Pastries
Now that the topic of coffee has been thoroughly discussed in Part 1, what do Italians actually eat for breakfast when they go out?
As you can see from the photographs on this page, Italians prefer something sweet not savory first thing in the morning. But as Elena will readily acknowledge, the cornetto (a sort of croissant) and brioche that you will see in most bars are not uniformly great everywhere in Italy.
In the bigger towns and cities you will always be able to find somewhere where the quality and freshness of the pastries are excellent and very often this will be in an historical and
traditional coffee bar and you will be able to tell in an instant just be walking in and looking at the freshly made items on offer.
The photographs here were taken in Caffetteria Stella just outside the centro storico in Lucca, which is a pasticceria rather than just a coffee bar, an important difference. The vast majority of bars in Italy will serve great coffee but are not pasticcerie and therefore they will either source their pastries from a local pasticceria or buy them frozen and you'll never really know which until you've ordered something and tried it. So if a really good breakfast pastry is part of the whole holiday experience for you, try to find somewhere that actually says pasticceria on the sign outside and has an array of products similar to the photographs above and below.
And by the way, once the pastries are gone that's it until tomorrow so even though I was at Stella quite early, the pastries were already starting to disappear and the choice was narrowing.
When Elena originally wrote this article it was written for Italian language students and you can find it here in the Language section under Italian Speakers Club. She goes into depth about the different regional Italian names for a croissant and a brioche, but if you're here reading this in English and not there reading it in Italian, I suggest you always ask for a 'cornetto' when you mean a croissant and if you want something else then simply point. I still do that myself sometimes when I'm in an unfamiliar part of Italy.
The cornetto however is not the same as the fresh buttery croissant that you find in France, and here it will often be made with eggs, so it is not the same thing at all as a French croissant which contains lots of butter, but no eggs.
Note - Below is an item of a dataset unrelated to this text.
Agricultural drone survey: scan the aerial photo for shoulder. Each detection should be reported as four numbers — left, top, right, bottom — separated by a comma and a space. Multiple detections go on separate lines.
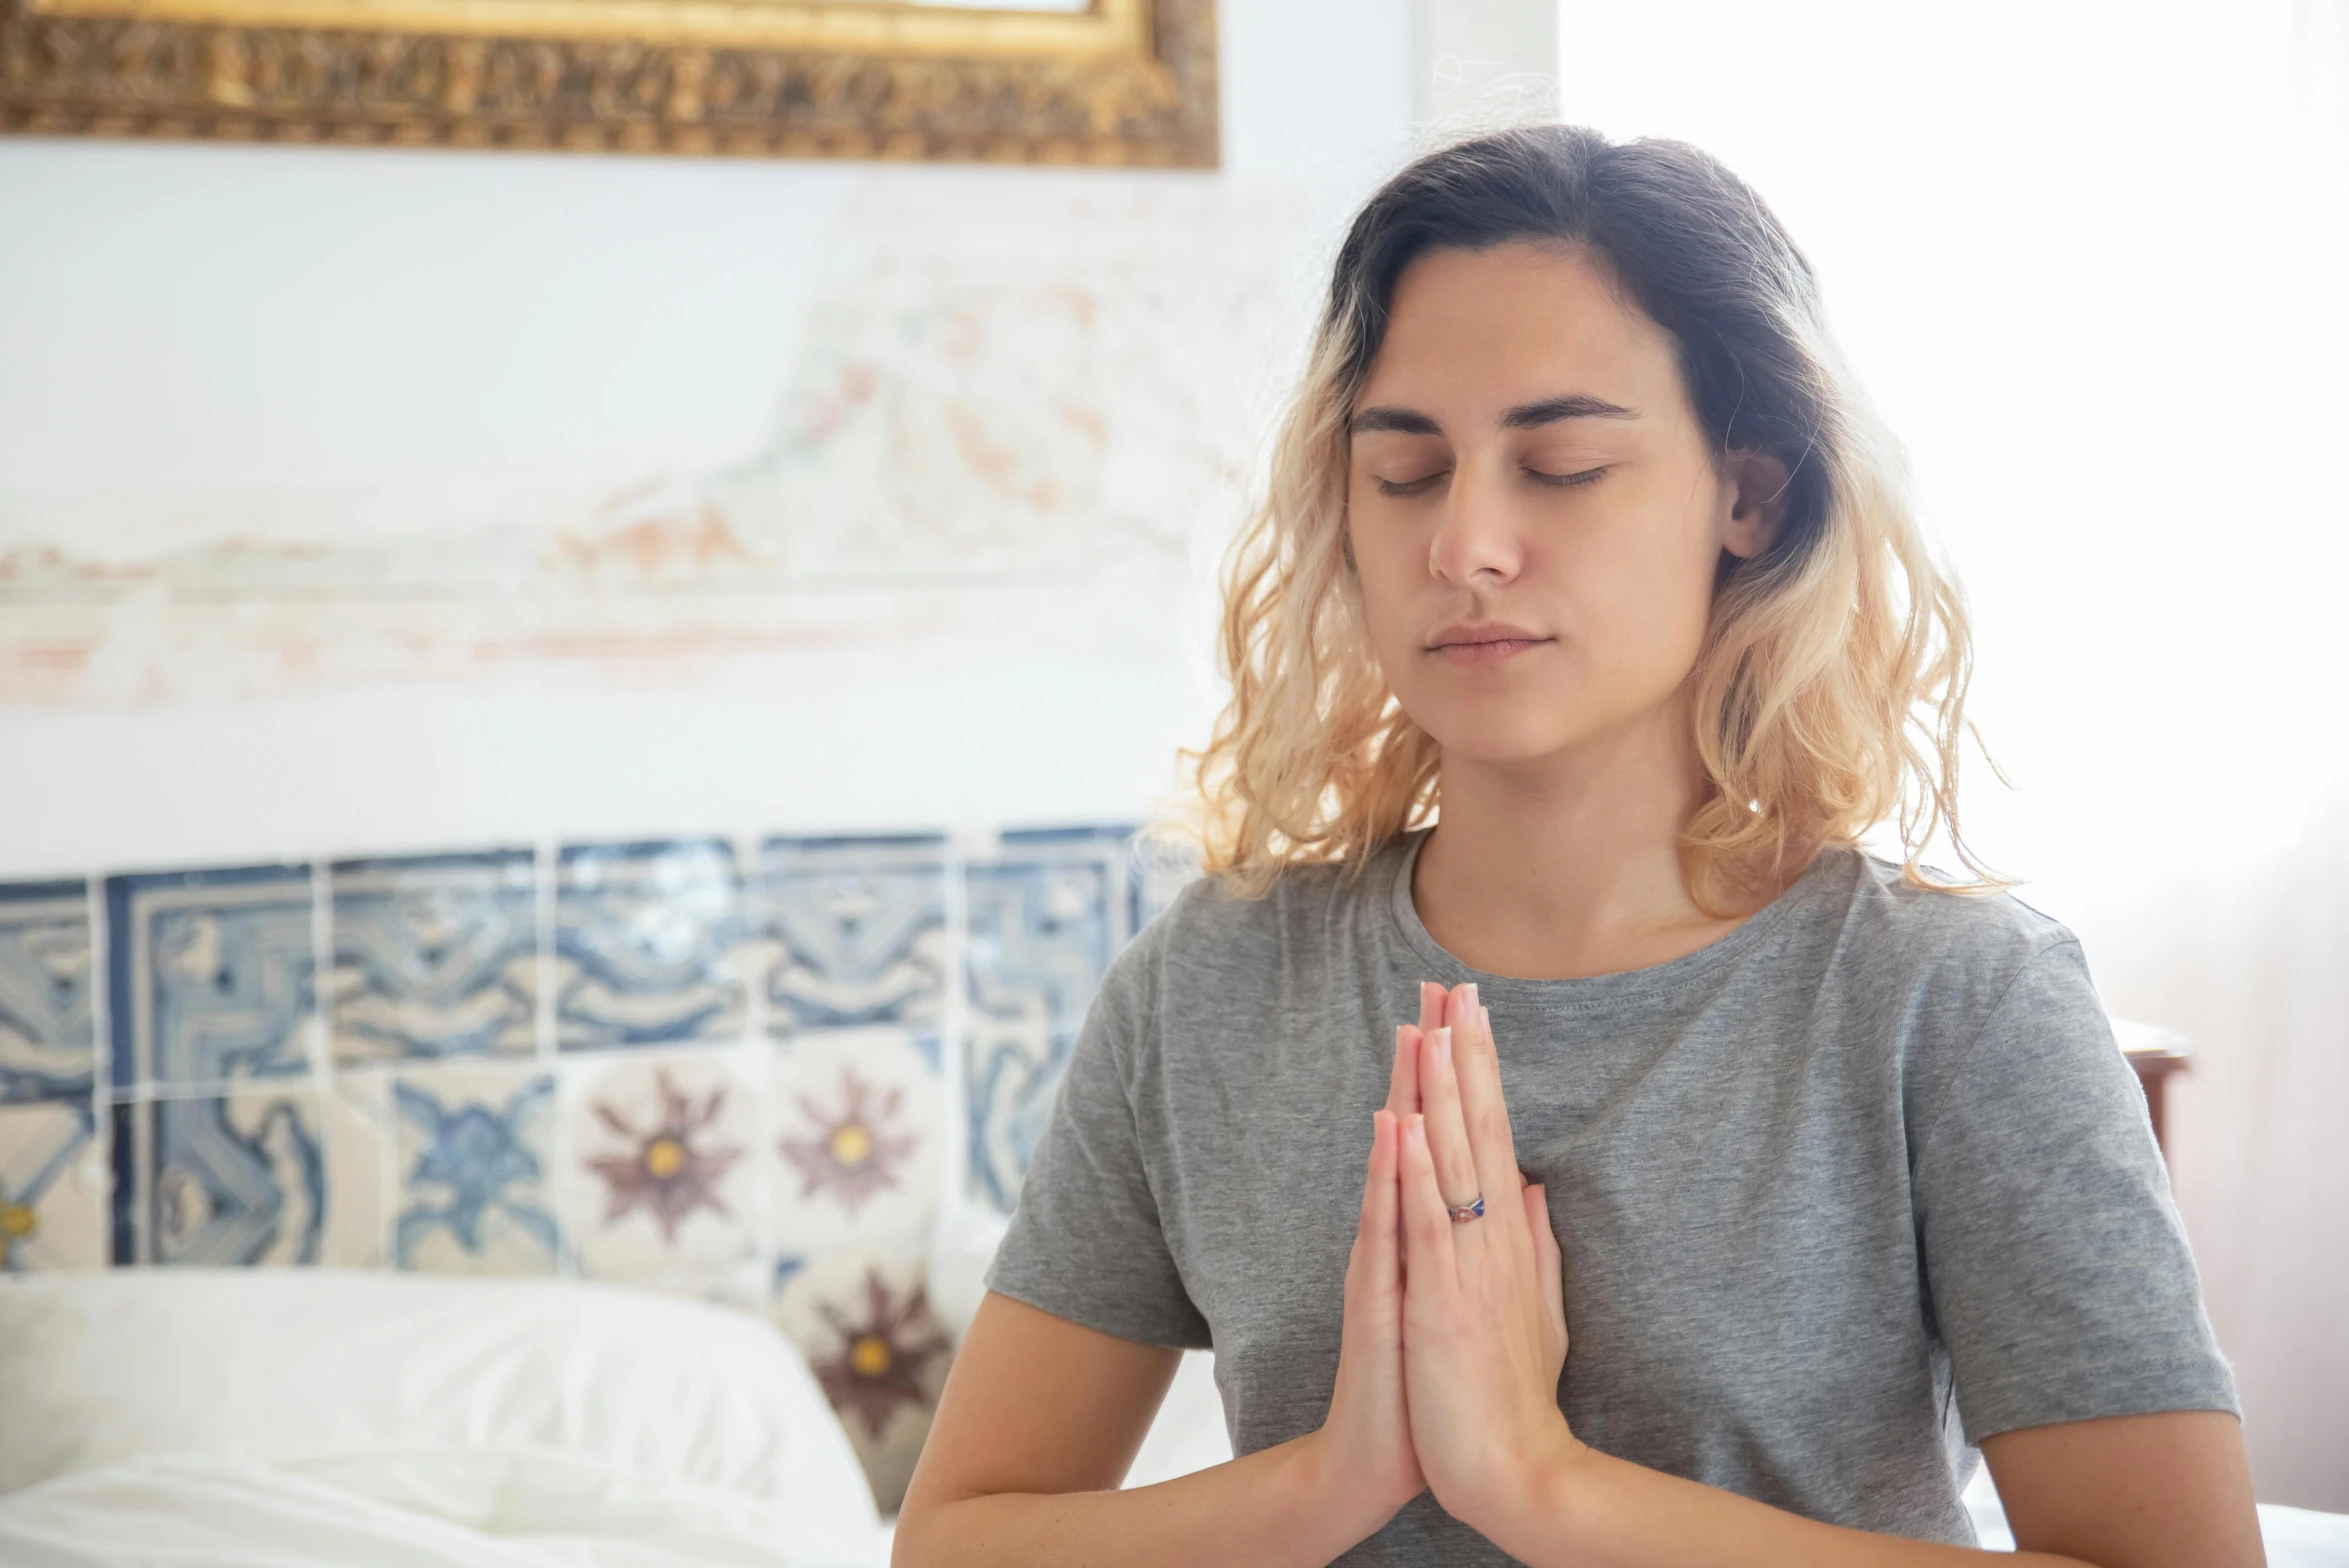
1809, 854, 2125, 1119
1095, 845, 1393, 1049
1818, 848, 2085, 998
Though both were originally derived from the Viennese pastry kipfel, the French adapted their version to include more butter, probably because dairy and butter have always been plentiful in France, but not so much in Italy.
More important perhaps than the baking ingredients is the choice of what you can have for the filling in the middle of the cornetto and there is normally a good selection, including some or all of the following:
Vuoto (empty), which means no added filling
Frutti di bosco (berries), means a raspberry or blackcurrant jam filling
Albicocca (apricot), means an apricot jam filling and is very popular with Italians
Crema (cream), means a custard cream filling
Cioccolato (chocolate) means some type of chocolate cream filling which may be Nutella but not always
Pistacchio (pistachio), means a green pistachio flavored cream filling
I'm not sure why it has taken two articles, lots of photographs and diagrams and I don't know how many words to describe the simple breakfast that you see below, but when it comes to the Italian morning ritual nothing is ever very simple.
The good news of course is that you don't have to worry too much about food at breakfast in Italy because after a couple of days of excellent lunches and dinners you will start thinking like an Italian in the morning and give all your attention to the coffee.